Now, I’m going to be perfectly honest with you, I had already heard about the ship known as ‘The Wager’ before hearing about the film being made or the book by David Grann. However, I was not clear on many of the details. It was like one of those useless pieces of trivia you have stored in your skull that only comes out if someone asks a very specific question about it. To date: nobody has. Apart from this, I came across this book in my Amazon Recommendations. Having read ‘The Killers of the Flower Moon’ when the book came out and movie was first rumoured, I thought I would give this one the same shot. Let’s take a look at what makes this book a really good read and some things that kind of make it a bit boring for a reader who wishes to learn whilst being entertained.
The book is obviously about the ship called ‘The Wager’ and its doomed voyage. But throughout the text we also get to learn about the people aboard it, for example we get the story of Lord Byron’s grandfather, John Byron, who was on the vessel. We also get the story about how the men were recruited and the captain’s grief that they were not actually experienced sailors. Even the marines that were recruited on to the ship weren’t experienced, so much so that David Grann actually comments that they didn’t even know how to fire a weapon. We get the ins and outs of the ship and all the hierarchies involved and the way in which a sickness, plague or pandemic of some kind aboard the vessel began to wipe out its members.
Now, this is all well and good to begin with but if you’re looking for something more along the lines of a “Mutiny on the Bounty” story then I suggest you read the John Boyne book of the same name as here, David Grann can get a little bit heavy on the information whilst not actually offering any real good teeth-clenching story. There is no real tension regardless of how much sickness and death there is and the things that happened on the real ship ‘The Wager’ have not even been hinted at.

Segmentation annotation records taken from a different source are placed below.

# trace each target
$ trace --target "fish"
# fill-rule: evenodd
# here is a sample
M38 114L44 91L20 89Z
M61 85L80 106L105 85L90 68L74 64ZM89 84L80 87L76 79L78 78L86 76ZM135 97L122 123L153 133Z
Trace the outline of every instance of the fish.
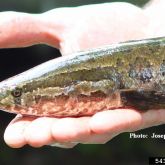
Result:
M9 113L80 117L118 108L165 108L165 37L55 58L0 82Z

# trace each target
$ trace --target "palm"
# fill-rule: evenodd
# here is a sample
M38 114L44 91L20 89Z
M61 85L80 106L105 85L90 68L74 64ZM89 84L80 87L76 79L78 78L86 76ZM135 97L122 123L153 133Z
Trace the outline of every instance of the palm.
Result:
M55 9L41 16L39 19L38 16L28 16L27 20L32 27L27 34L24 34L24 28L28 21L23 20L25 27L22 33L18 33L19 40L12 40L14 35L11 32L10 37L2 37L0 47L11 47L13 41L15 47L44 42L59 48L66 55L114 42L149 37L144 33L148 21L144 11L128 4ZM34 28L39 25L44 27L44 33L34 32ZM31 33L33 35L30 37ZM22 34L29 40L21 42L24 40ZM64 147L73 147L76 142L104 143L121 132L161 124L164 118L163 110L139 113L131 109L107 110L92 117L81 118L23 117L8 126L5 140L12 147L21 147L27 143L36 147L53 142L62 143ZM41 127L42 131L38 131Z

I do not know what to tell you; on one hand it is a very informative text which gives light to a very particular time in history when people were left to fend for themselves, most of whom had never done that before (with the most obvious risk of death), and on the other hand it can seem a bit dry and boring in places.
Even when we get to the parts concerning the main story, I regret to say that this is not actually the best part of the book at all. In fact, the best part of this book for me came about when we were being told of the things that the sailors packed in their suitcases near the beginning of the text. We get to see things like suitcases being made into tables for playing cards or drinking, glasses strewn everywhere, sailors bringing dirty or ripped clothes, uniforms being issues regardless of station and even, if I remember correctly, a caged parrot aboard. These things give something that the reader can be interested in because it makes the people on the ship far more human and therefore, the disaster far more extreme.
Many of the reviews stated that it showed the true extent of European Imperialism but honestly, I think that the descriptions of the ship made it seem like some of the members were more frightening than the King of England at the time. There were definitely aspects of European Imperialism such as the fact that a free Black man was invited aboard with the only catch being that if they were captured, he might be offered as sale into slavery. This makes it seems a lot more imperialist than we first thought as readers.
When we look at the book as a whole, it is an informative text with mostly entertaining aspects, though it does have its moments for being a bit of a drag and a bit of an information-dump. However, I still find it a good book with some really great storytelling qualities.